Contra Costa County property values crawl higher as real estate fades

MARTINEZ — Plunging values for numerous commercial real estate sites such as office buildings have undermined property values in Contra Costa County, a yearly government report shows.

Although property values are rising in Contra Costa County, the values rose at their slowest pace in three years, a sign of weakness for sectors such as commercial real estate.

NoMa Apartments, a 135-unit apartment complex located at 1910 North Main Street in Walnut Creek. (Google Maps)

The faltering increase in real estate values could squeeze how much revenue municipal, regional and county agencies receive from property tax revenue in Contra Costa County.

The total assessed value for properties in Contra Costa County was $278.84 billion for the 2024-2025 assessment roll, according to a report released by the County Assessor’s Office.

The Jan. 1, 2024 value for Contra Costa County properties was up 4.2%, or $11.16 billion, compared with the year before.  The current assessment total represents a record high for property values in the county.

Still, some signs of weakness have emerged in Contra Costa County, a review of county assessment reports for recent years show.

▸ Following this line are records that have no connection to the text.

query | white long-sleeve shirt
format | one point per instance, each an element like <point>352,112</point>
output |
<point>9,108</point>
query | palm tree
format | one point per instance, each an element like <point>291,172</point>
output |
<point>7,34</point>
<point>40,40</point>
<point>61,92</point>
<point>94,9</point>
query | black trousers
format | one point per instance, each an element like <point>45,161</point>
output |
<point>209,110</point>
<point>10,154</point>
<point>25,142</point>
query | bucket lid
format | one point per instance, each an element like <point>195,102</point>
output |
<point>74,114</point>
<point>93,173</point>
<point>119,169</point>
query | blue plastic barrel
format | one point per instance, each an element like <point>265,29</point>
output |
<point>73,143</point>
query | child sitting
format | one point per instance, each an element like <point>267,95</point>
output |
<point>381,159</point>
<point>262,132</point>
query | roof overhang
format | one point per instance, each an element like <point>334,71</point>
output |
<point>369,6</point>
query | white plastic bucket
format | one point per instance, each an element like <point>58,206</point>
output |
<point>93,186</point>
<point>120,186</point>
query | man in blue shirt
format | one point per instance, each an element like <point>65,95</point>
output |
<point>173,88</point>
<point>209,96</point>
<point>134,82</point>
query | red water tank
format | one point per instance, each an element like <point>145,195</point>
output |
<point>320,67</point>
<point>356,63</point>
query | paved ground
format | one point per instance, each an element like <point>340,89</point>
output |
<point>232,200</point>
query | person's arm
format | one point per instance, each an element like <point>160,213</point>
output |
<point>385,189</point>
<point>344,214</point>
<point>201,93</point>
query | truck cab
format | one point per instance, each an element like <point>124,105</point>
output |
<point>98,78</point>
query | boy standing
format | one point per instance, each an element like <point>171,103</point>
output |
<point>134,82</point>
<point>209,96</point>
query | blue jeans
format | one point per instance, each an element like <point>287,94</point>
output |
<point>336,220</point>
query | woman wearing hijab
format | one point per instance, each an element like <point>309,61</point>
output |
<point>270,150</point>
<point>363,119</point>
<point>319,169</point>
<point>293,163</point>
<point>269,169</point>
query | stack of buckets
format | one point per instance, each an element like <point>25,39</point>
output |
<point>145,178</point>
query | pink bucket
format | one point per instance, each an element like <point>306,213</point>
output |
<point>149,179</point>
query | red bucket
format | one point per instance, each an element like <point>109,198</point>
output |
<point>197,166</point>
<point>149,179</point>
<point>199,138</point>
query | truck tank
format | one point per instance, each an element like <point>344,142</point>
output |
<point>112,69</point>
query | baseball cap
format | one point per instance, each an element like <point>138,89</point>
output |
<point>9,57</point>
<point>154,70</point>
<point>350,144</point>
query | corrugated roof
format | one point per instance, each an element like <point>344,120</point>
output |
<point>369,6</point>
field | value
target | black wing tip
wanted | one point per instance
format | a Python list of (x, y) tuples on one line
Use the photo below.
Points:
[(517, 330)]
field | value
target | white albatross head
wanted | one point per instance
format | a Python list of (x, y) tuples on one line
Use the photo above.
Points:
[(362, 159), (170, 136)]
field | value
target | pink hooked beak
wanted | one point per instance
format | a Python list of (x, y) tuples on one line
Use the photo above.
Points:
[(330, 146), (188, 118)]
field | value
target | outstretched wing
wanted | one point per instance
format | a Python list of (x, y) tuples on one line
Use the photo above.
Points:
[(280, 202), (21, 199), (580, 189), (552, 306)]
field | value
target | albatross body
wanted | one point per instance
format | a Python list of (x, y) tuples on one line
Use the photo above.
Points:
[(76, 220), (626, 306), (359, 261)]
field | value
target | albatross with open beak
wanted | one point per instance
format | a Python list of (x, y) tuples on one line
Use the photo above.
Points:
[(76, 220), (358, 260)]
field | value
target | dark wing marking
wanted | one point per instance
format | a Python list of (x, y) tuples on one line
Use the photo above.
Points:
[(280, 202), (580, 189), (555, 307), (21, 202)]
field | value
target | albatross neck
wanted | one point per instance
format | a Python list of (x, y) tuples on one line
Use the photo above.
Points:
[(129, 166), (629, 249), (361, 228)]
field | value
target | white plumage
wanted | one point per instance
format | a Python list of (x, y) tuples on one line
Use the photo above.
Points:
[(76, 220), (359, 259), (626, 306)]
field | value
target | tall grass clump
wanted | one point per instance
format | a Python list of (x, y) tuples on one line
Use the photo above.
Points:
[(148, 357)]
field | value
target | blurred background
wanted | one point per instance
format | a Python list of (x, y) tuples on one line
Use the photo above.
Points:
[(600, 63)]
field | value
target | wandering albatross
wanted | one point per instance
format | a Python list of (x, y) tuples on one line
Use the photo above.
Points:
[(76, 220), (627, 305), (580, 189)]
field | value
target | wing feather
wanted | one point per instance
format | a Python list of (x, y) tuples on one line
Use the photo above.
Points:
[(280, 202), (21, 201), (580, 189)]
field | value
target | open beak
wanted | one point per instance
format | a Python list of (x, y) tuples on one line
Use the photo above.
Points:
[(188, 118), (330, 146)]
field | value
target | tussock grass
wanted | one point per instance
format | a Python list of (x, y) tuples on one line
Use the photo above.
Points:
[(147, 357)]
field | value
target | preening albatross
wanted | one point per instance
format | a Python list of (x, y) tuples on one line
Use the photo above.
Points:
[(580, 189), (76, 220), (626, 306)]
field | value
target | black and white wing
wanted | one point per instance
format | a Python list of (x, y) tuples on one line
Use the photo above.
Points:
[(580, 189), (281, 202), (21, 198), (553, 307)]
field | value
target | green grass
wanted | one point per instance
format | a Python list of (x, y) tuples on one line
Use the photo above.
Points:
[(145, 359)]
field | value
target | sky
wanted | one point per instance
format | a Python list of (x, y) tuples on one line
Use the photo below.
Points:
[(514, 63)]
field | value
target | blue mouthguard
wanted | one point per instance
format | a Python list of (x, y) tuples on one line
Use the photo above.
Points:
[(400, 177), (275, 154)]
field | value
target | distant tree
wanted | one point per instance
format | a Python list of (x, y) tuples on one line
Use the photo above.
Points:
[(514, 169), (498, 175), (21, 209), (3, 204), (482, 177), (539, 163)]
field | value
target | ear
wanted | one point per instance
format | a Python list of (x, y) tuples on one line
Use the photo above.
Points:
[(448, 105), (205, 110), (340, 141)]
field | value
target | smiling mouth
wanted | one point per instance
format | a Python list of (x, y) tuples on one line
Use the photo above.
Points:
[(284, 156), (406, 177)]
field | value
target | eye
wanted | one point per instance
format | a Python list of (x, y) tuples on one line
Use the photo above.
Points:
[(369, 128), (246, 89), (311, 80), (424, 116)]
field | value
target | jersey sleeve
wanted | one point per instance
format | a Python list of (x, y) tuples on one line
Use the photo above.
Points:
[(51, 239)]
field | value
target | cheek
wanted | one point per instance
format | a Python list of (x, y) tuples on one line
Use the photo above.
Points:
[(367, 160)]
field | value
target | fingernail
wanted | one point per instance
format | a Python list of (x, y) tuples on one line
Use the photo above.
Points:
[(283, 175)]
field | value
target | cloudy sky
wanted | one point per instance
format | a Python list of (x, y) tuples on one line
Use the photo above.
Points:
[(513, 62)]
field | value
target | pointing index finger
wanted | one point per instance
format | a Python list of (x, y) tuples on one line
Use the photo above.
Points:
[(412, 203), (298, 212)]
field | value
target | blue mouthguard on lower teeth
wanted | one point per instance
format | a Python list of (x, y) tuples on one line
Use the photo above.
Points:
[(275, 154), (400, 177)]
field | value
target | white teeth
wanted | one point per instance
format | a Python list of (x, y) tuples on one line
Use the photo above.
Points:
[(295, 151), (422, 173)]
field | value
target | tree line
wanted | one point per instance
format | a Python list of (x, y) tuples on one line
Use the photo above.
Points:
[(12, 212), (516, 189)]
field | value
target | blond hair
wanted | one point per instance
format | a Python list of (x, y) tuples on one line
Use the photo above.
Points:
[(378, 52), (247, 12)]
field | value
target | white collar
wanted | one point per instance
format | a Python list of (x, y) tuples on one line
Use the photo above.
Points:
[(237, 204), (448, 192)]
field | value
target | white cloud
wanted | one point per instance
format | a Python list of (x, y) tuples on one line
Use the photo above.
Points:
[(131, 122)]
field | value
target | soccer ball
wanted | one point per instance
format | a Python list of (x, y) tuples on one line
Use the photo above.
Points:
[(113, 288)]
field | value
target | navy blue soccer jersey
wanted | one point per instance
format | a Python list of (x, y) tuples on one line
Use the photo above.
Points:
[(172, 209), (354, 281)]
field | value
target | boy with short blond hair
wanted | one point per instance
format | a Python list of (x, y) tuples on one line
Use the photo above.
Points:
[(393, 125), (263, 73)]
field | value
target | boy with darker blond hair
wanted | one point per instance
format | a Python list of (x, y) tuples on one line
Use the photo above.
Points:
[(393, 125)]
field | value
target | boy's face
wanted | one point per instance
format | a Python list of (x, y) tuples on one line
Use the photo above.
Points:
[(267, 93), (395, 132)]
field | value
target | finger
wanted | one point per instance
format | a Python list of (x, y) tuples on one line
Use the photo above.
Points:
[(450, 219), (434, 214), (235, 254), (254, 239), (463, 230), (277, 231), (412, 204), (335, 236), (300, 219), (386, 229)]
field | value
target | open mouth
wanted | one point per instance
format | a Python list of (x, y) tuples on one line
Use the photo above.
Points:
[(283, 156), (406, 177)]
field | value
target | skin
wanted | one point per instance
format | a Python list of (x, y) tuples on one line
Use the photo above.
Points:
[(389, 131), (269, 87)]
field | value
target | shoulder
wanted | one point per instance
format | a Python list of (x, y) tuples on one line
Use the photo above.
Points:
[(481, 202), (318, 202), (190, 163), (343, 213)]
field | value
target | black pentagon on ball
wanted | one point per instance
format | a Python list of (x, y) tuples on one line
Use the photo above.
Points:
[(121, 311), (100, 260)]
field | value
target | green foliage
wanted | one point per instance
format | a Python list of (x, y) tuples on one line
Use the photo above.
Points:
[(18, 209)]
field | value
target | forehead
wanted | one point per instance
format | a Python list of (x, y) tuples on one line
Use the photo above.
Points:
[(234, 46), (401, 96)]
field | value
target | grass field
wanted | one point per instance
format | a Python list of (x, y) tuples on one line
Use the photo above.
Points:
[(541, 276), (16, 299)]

The 4.2% increase was the slowest rate of annual gain for property values in Contra Costa County since the 2021-2022 assessment period of three years ago, which applied to property values as of January 2021.

The sluggish increase for property values in this part of the East Bay arrives on the heels of a forbidding landscape for Bay Area office building values.

Contra Costa County didn’t escape the brutal trends for commercial real estate.

“The office building business has fallen off a cliff,” said Contra Costa County Assessor Gus Kramer said.

Apartment and retail building values have also wobbled.

Here are a few examples of property transactions in 2023 that point to weaker values for commercial real estate:

— Concord Corporate Centre in Concord was bought for $20 million, a jaw-dropping 68.5% nosedive from the office building complex’s value in 2017.

— One Concord Centre in Concord was bought for $40.5 million in August 2023, a 42.6% plunge from its value in 2017.

— NoMa Apartments in downtown Walnut Creek was given back to the residential property’s lender after the developer of the apartment complex defaulted on a $79.8 million loan.

Concord, Walnut Creek and San Ramon showed the weakest increases in assessed values, the report showed.

Assessed values rose 1.5% in Walnut Creek, 1.7% in Concord and slightly less than 3% in San Ramon.

Cities with the largest increases in assessed value included Martinez, Oakley, Antioch and Richmond, the County Assessor’s Office report showed.

Here’s how the cities with the strongest increases in assessed values fared:

— Martinez, up 6.1%

— Oakley, up 5.2%

— Antioch, up 5%

— Richmond, up 4.7%

Property tax revenues depend on the assessed values of the parcels that are involved.

This means a sluggish pace for value increases could also crimp a big chunk of tax revenue that flows to government and regional agencies in Contra Costa County and its cities.

“This could affect city and county budgets,” Kramer said. “It significantly affects services that cities and the county provide.”